Salah seorang mahasiswa pemohon, Enika Maya Oktavia, memastikan permohonan uji materi Pasal 222 UU Nomor 7/2017 tentang Pemilihan Umum (UU Pemilu) yang diajukannya bersama ketiga rekannya, yakni Rizki Maulana Syafei, Faisal Nasirul Haq, dan Tsalis Khoriul Fatna, bebas dari intervensi politik.
"Permohonan kami tidak mendapat intervensi dari organisasi, institusi, maupun partai politik manapun," kata Enika di Kampus UIN Suka, Sleman, Jumat (3/1/2025).
"Apa yang kami lakukan sekarang, permohonan yang kami lakukan sekarang merupakan murni perjuangan akademis dan juga perjuangan advokasi konstitusional," sambungnya.
2. Tak punya kedudukan hukum ajukan pengujian konstitusionalitas

Enika menambahkan, gugatan ini lahir beberapa waktu setelah ia dan ketiga rekannya yang tergabung dalam Komunitas Pemerhati Konstitusi di kampus UIN berpartisipasi dalam Debat Penegakan Hukum Pemilu yang digelar Bawaslu tahun 2023.
Menurut mahasiswi prodi Hukum Tata Negara UIN Suka semester 7 itu, mosi debat pada babak final adalah penghapusan presidential threshold dalam Pemilu Presiden dan Wakil Presiden Tahun 2024.
Enika mengatakan, dari 32 gugatan soal syarat ambang batas pencalonan presiden yang pernah diputus MK, ada banyak yang gugur lantaran pemohon dinilai tak punya kedudukan hukum atau legal standing.
Pada perkara sebelumnya, MK konsisten menyikapi uji materi Pasal 222 UU 7/2017. Para hakim kukuh menyatakan jika parpol atau gabungan parpol adalah pihak yang memiliki kedudukan hukum untuk mengajukan permohonan pengujian konstitusionalitas.
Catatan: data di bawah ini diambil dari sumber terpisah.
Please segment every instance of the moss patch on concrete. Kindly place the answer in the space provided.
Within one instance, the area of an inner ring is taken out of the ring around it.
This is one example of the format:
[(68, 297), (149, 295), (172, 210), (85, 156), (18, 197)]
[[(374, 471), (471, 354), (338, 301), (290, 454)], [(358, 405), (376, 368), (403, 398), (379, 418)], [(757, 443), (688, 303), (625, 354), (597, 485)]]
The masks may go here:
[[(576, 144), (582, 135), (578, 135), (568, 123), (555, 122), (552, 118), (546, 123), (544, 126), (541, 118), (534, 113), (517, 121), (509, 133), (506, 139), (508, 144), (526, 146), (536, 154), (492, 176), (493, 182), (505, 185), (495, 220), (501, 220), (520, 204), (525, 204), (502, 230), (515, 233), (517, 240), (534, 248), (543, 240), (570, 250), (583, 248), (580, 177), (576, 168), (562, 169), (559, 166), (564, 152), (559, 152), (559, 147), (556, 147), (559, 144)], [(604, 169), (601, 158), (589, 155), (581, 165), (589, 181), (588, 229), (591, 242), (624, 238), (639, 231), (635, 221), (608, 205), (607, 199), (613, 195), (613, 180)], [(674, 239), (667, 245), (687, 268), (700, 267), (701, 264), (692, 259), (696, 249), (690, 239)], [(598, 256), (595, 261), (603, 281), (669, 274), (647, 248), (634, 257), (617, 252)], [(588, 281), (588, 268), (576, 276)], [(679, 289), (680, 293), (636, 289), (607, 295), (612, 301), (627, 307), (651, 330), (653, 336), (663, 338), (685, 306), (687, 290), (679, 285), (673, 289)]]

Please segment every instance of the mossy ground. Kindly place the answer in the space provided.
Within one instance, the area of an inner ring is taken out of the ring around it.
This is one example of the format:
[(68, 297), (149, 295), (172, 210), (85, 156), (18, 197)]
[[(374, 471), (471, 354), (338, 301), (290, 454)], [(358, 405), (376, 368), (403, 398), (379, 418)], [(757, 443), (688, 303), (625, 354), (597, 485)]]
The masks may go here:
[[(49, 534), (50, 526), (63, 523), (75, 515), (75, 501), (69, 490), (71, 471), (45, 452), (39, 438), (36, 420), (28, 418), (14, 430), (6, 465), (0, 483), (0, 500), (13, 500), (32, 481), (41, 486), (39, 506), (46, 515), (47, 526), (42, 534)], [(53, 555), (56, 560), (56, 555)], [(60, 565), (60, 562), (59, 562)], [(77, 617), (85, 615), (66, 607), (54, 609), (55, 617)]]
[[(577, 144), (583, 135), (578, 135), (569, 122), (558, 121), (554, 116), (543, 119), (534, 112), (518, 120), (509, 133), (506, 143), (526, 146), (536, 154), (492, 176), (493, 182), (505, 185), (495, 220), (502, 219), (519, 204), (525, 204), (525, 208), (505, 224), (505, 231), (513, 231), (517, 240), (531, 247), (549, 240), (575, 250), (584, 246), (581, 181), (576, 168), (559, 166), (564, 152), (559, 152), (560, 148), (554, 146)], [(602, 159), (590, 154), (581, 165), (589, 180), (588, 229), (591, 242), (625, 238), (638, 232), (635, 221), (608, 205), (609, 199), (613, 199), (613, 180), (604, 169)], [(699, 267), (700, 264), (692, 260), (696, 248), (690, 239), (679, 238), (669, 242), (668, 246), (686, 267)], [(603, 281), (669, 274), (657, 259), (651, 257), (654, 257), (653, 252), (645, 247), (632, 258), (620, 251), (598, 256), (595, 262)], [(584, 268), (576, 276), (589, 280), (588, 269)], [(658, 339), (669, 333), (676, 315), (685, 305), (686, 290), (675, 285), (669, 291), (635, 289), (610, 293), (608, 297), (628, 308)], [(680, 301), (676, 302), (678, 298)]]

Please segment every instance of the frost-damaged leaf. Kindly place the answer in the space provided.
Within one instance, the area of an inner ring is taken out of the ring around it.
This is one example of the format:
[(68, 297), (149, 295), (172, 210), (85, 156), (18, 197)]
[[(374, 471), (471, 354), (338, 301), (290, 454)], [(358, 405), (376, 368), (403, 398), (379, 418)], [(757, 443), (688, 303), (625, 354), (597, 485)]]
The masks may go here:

Sementara pemohon perseorangan atau warga negara yang mempunyai hak memilih tidak bisa melakukannya.
"Kami menyadari DPR, pemerintah itu menganggap kami tidak punya legal standing karena karena kami bukan dari parpol," terang Erika.
3. Didasari celah putusan MK 90 yang diajukan Almas

Akhirnya, kata Enika, muncul gugatan perkara Nomor 90/PUU-XXI/2023 soal batas usia capres-cawapres yang diajukan Almas Tsaqibbirru, seorang mahasiswa dari Solo.
Seperti diketahui, dalam perkara tersebut MK yang saat itu diketuai Anwar Usman, mengabulkan sebagian permohonan Almas dalam uji UU Pemilu menjadi capres/cawapres minimal 40 tahun atau berpengalaman sebagai kepala daerah baik di tingkat provinsi maupun kabupaten/kota.
Putusan tersebut menjadi lampu hijau untuk Gibran Rakabuming Raka yang saat itu baru berumur 36 tahun, dan masih menjabat sebagai Wali Kota Solo, untuk berkontestasi di Pilpres 2024.
Enika dan rekan-rekannya melihat sikap MK pada kedudukan hukum pemohon dalam uji materi perkara yang diajukan oleh Almas jadi pembuka jalan untuk menggugat presidential threshold.
"(Perkara sebelumnya) ketika pemilih seperti kita ingin mengajukan judicial review undang-undang pemilu itu tidak bisa. Kita tidak punya legal standing ke MK. Tapi, kemudian muncul Putusan 90, putusan Almas yang menyatakan bahwa pemilih itu juga bisa punya legal standing," papar Enika.
Dalam argumennya, Enika dan teman-temannya menyatakan masyarakat atau pemilih selama ini dianggap sebagai objek, bukan subjek pelaksanaan demokrasi.
"Maka dari itu kami mencoba mengajukan dan kami berargumentasi di legal standing kami bahwa kami ini subjek demokrasi, bukan objek demokrasi. Maka legal standing kami seharusnya diterima," tegas dia.